Querdenker, rédacteur du blog Idiotenspeak
Christian Kaspar et Yannick Striebel habitent au sein d’une institution, dans la même unité d’habitation. Jaime Garcia vit chez ses parents mais travaille dans la structure d’accueil de jour de l’institution de ses deux amis. « En résidence, il y a peu de bons outils de CAA pour les personnes avec handicaps complexes. Ils sont sous-estimés et ignorés », critique Querdenker. Et El Hombre de compléter : « Oui, exactement. Beaucoup pensent que choisir son repas est suffisant pour nous. Mais non. Tous peuvent faire plus, aucun ‹Schwebi› n’est stupide. » « Schwebi » est le diminutif que les trois blogueurs utilisent pour « Schwerbehinderte » : les personnes avec un handicap sévère.
La CAA, une forme de communication lente
Les personnes vivant avec des handicaps complexes et qui ne peuvent pas s’exprimer oralement sont souvent sous-estimées, souligne Andrea Alfaré.

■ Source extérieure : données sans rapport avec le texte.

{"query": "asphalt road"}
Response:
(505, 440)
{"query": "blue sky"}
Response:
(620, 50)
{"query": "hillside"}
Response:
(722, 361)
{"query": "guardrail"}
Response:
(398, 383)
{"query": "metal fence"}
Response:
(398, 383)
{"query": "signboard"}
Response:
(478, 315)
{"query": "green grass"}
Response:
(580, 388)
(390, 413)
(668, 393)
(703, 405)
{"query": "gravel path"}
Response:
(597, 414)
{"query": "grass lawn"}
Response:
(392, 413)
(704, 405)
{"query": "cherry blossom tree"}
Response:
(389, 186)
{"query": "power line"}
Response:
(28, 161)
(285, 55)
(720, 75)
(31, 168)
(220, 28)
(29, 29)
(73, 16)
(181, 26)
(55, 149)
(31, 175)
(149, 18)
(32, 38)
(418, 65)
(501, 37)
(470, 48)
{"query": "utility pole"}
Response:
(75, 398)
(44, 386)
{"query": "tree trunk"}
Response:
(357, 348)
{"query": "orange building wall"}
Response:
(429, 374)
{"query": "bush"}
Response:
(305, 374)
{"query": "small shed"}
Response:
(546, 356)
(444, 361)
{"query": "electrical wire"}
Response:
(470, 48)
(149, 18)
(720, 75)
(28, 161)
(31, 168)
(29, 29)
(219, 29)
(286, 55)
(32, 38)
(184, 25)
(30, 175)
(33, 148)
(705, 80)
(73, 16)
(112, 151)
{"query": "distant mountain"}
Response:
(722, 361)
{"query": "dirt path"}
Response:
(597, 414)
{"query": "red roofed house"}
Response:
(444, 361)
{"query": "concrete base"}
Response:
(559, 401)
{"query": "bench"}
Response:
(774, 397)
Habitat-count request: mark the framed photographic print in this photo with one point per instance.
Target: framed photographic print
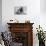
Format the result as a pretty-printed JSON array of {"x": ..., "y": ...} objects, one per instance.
[{"x": 21, "y": 10}]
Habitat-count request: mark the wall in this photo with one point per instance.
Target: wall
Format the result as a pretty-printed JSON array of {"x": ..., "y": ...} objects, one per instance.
[
  {"x": 33, "y": 14},
  {"x": 0, "y": 15}
]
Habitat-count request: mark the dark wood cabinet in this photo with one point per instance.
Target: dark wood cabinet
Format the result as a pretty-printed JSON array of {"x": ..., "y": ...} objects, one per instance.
[{"x": 22, "y": 33}]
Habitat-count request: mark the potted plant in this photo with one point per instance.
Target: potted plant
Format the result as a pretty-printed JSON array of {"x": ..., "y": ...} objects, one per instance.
[{"x": 41, "y": 36}]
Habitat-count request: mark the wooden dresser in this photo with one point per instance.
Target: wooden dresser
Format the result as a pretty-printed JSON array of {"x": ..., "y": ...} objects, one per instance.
[{"x": 22, "y": 33}]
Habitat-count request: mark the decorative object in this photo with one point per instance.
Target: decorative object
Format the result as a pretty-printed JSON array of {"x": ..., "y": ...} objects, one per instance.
[
  {"x": 20, "y": 10},
  {"x": 22, "y": 33},
  {"x": 41, "y": 36},
  {"x": 27, "y": 21}
]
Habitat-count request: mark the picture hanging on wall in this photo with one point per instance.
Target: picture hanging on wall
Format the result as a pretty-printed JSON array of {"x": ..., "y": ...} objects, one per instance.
[{"x": 20, "y": 10}]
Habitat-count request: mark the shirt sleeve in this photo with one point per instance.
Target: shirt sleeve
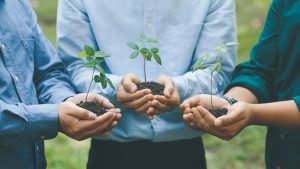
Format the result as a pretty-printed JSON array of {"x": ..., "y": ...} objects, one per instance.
[
  {"x": 258, "y": 74},
  {"x": 52, "y": 84},
  {"x": 72, "y": 18},
  {"x": 219, "y": 27},
  {"x": 21, "y": 124},
  {"x": 297, "y": 100}
]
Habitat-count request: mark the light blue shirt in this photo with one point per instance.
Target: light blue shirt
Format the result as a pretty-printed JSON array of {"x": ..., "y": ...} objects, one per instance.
[
  {"x": 185, "y": 30},
  {"x": 31, "y": 73}
]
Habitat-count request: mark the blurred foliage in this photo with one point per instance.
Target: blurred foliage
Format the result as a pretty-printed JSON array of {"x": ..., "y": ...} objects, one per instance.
[{"x": 244, "y": 152}]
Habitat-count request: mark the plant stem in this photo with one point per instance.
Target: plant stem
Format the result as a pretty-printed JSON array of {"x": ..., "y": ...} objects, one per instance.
[
  {"x": 145, "y": 75},
  {"x": 211, "y": 81},
  {"x": 90, "y": 85}
]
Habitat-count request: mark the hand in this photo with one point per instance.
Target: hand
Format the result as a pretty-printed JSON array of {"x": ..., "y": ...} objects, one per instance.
[
  {"x": 167, "y": 102},
  {"x": 80, "y": 124},
  {"x": 203, "y": 100},
  {"x": 224, "y": 127},
  {"x": 92, "y": 97},
  {"x": 128, "y": 95}
]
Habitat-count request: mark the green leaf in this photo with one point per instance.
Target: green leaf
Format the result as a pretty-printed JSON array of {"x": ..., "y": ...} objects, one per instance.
[
  {"x": 89, "y": 64},
  {"x": 133, "y": 46},
  {"x": 99, "y": 60},
  {"x": 83, "y": 54},
  {"x": 219, "y": 67},
  {"x": 134, "y": 54},
  {"x": 149, "y": 56},
  {"x": 90, "y": 58},
  {"x": 231, "y": 44},
  {"x": 213, "y": 67},
  {"x": 97, "y": 78},
  {"x": 157, "y": 58},
  {"x": 144, "y": 52},
  {"x": 109, "y": 83},
  {"x": 89, "y": 50},
  {"x": 154, "y": 50},
  {"x": 142, "y": 35},
  {"x": 151, "y": 40},
  {"x": 219, "y": 59},
  {"x": 99, "y": 68},
  {"x": 101, "y": 54}
]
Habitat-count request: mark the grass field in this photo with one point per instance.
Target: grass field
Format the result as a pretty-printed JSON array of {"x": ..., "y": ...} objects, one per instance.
[{"x": 244, "y": 152}]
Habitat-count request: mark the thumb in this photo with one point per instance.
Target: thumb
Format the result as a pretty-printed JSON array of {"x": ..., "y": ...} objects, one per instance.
[
  {"x": 227, "y": 120},
  {"x": 83, "y": 114}
]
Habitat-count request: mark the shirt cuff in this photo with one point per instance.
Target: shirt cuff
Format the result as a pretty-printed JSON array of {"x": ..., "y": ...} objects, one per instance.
[
  {"x": 43, "y": 121},
  {"x": 253, "y": 84},
  {"x": 297, "y": 100}
]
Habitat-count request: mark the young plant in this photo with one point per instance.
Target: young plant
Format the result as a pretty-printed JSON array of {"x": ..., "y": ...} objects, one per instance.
[
  {"x": 214, "y": 67},
  {"x": 148, "y": 51},
  {"x": 94, "y": 61},
  {"x": 143, "y": 50}
]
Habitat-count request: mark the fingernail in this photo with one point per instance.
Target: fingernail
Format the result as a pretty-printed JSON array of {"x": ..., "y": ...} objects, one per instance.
[{"x": 93, "y": 115}]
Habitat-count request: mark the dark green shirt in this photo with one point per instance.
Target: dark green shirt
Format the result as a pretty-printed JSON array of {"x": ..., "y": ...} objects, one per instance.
[{"x": 273, "y": 74}]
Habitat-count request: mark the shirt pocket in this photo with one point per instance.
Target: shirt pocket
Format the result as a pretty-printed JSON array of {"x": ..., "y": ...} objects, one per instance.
[{"x": 29, "y": 49}]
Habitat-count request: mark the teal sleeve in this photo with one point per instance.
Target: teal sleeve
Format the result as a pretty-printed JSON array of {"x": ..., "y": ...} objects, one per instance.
[
  {"x": 258, "y": 73},
  {"x": 297, "y": 100}
]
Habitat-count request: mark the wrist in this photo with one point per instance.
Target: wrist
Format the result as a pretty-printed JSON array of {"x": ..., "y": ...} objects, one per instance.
[{"x": 230, "y": 100}]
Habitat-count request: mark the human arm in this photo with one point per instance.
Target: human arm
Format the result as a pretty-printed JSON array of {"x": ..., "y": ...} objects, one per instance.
[
  {"x": 72, "y": 17},
  {"x": 21, "y": 124}
]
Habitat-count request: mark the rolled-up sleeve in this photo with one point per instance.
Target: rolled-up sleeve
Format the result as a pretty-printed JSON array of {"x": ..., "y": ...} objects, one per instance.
[{"x": 52, "y": 84}]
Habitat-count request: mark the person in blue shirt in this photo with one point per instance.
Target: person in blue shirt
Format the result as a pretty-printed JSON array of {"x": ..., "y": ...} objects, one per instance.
[
  {"x": 185, "y": 30},
  {"x": 33, "y": 87}
]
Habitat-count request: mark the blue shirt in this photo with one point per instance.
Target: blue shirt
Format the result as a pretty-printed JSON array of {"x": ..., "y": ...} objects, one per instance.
[
  {"x": 31, "y": 73},
  {"x": 185, "y": 30}
]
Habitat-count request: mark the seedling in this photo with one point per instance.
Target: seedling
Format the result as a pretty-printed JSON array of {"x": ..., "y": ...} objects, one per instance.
[
  {"x": 94, "y": 60},
  {"x": 214, "y": 67},
  {"x": 148, "y": 52}
]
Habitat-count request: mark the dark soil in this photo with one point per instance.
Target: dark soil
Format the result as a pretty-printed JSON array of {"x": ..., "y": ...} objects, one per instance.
[
  {"x": 218, "y": 112},
  {"x": 156, "y": 88},
  {"x": 93, "y": 107}
]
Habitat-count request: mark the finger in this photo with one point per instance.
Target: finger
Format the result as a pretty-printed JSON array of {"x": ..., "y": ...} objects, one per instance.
[
  {"x": 124, "y": 96},
  {"x": 150, "y": 116},
  {"x": 168, "y": 101},
  {"x": 192, "y": 102},
  {"x": 229, "y": 119},
  {"x": 161, "y": 107},
  {"x": 207, "y": 116},
  {"x": 139, "y": 102},
  {"x": 143, "y": 108},
  {"x": 129, "y": 83},
  {"x": 153, "y": 111},
  {"x": 83, "y": 114},
  {"x": 169, "y": 88},
  {"x": 187, "y": 118}
]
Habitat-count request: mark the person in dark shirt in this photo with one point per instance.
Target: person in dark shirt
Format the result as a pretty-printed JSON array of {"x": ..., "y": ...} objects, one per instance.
[{"x": 271, "y": 78}]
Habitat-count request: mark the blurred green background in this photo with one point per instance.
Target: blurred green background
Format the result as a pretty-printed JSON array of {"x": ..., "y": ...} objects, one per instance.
[{"x": 244, "y": 152}]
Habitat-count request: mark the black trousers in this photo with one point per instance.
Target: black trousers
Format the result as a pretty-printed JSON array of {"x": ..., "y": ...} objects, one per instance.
[{"x": 186, "y": 154}]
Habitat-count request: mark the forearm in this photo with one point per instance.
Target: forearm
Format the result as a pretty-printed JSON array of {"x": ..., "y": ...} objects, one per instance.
[
  {"x": 242, "y": 94},
  {"x": 279, "y": 114}
]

Par ses recherches, celle-ci a constaté que généralement, ce ne sont pas tant les troubles cognitifs qui entravent l’acquisition du langage, mais davantage le comportement du partenaire d’interaction et de soutien. La CAA est une forme de communication lente qui nécessite beaucoup de patience. Si Sokrates a bien répondu à quelques questions de l’animatrice en montrant des pictogrammes, il a eu des difficultés sur le plan de l’écriture. Celui-ci reste sur le canapé rouge dans la pièce d’à côté et participe à peine à la discussion. « Cela fait partie du jeu », dit Andrea Alfaré. Les réunions se déroulent à chaque fois différemment. Les participants ont leurs tics et leurs contraintes, des problèmes de coordination et de concentration. Mais avec le soutien nécessaire, ils peuvent s’exprimer de manière très nuancée. Et en tant que groupe, ils fonctionnent bien : « El Hombre, qui ne supporte généralement pas la proximité physique, laisse même Querdenker le toucher légèrement sur l’épaule », se réjouit l’animatrice.

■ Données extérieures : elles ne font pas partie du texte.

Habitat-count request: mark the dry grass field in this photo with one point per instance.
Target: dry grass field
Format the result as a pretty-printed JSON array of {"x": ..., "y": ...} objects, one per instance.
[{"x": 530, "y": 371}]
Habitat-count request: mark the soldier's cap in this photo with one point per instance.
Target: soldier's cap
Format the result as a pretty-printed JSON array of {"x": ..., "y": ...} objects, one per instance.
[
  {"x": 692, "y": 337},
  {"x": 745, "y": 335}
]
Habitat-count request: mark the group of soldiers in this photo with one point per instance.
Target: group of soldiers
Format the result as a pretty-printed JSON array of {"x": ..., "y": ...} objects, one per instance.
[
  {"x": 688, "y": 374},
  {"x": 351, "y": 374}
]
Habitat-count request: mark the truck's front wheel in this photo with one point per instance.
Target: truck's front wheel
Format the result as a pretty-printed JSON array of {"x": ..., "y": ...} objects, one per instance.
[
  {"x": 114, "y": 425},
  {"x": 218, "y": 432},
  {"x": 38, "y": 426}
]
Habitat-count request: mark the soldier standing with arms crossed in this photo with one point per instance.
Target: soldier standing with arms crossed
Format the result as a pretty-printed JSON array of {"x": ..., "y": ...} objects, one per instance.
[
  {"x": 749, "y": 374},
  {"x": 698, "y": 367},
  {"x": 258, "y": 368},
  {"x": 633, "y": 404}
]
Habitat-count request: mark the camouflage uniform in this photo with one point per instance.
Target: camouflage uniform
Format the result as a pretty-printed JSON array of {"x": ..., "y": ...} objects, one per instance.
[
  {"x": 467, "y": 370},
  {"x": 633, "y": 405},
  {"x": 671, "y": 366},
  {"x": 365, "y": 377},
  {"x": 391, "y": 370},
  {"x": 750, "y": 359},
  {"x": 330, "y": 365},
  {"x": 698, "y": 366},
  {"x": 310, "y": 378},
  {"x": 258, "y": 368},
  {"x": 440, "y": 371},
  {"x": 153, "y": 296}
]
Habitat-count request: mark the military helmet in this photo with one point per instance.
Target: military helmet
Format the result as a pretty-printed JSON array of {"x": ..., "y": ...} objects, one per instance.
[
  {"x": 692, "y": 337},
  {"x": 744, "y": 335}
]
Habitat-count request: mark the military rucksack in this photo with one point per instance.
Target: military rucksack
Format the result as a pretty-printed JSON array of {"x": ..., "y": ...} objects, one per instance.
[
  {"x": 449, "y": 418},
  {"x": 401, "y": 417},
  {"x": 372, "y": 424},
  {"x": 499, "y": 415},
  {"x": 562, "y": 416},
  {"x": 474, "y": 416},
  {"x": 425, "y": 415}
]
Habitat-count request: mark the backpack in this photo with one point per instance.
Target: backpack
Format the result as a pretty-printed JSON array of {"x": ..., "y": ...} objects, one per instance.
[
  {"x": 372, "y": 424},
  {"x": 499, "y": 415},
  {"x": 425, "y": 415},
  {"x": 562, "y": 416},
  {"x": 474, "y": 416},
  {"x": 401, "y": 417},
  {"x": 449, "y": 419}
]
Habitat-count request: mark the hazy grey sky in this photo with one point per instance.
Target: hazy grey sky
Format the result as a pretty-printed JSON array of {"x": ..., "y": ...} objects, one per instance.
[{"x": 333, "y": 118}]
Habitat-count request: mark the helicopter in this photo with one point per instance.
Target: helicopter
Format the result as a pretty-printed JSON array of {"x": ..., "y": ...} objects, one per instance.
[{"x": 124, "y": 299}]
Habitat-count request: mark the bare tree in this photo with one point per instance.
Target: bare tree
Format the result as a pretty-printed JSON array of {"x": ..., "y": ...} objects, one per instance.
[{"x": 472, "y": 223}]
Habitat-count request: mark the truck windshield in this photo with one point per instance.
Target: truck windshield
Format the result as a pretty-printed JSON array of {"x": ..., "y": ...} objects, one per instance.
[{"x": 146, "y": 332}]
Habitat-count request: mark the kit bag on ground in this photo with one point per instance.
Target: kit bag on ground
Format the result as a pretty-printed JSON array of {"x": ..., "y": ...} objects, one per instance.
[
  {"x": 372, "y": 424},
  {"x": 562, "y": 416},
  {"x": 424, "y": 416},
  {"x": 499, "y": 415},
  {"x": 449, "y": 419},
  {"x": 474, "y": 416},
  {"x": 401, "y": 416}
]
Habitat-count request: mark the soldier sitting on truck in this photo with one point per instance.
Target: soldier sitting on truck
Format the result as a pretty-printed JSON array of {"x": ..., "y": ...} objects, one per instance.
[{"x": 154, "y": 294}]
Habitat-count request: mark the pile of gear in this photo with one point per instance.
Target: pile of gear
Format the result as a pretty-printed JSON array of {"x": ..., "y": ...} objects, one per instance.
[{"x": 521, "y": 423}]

Andrea Alfaré assiste les blogueurs pour la coordination et la concentration. Chaque rencontre dure trois heures. Dehors, une voiture arrive. El Hombre lève les yeux, reconnaît son père et prend congé par un léger signe de tête. Peu après, arrive le taxi qui ramènera Querdenker et Sokrates dans leur institution. Jusqu’à la prochaine rencontre, dans deux semaines.

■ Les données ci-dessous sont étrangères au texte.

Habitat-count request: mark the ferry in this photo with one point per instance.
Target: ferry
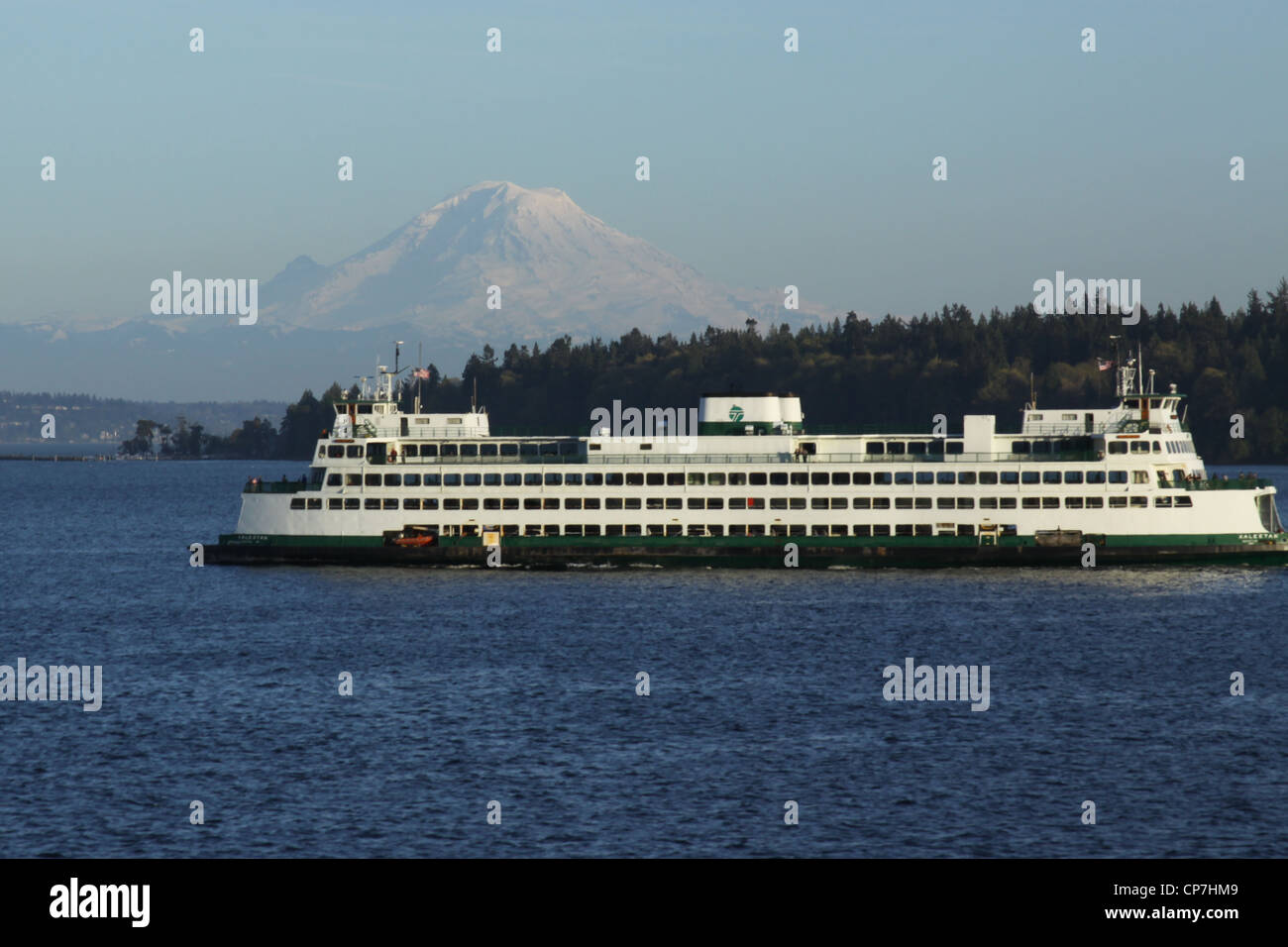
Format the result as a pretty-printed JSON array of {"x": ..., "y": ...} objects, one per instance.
[{"x": 752, "y": 486}]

Cet article est paru dans le magazine insieme de septembre 2020.
Andrea Alfaré et la société effective communication
Andrea Alfaré est linguiste spécialisée dans la communication améliorée et alternative (CAA) pour les personnes avec handicaps complexes et multiples. Avec Thekla Huber, elle dirige la société effective communication (efc). Celle-ci propose des formations en communication pour les personnes qui ont besoin de CAA, ainsi que des cours et conseils en CAA pour les institutions. C’est dans le cadre d’une telle formation que prend place le groupe « Sprachvirus », qui tient le blog « Idiotenspeak » (www.idiotenspeak.ch). Dans le cadre d’un projet avec les centres de formation, efc est aussi partenaire d’insieme. Un outil de CAA est en cours d’élaboration pour les offres de formation et de loisirs des associations.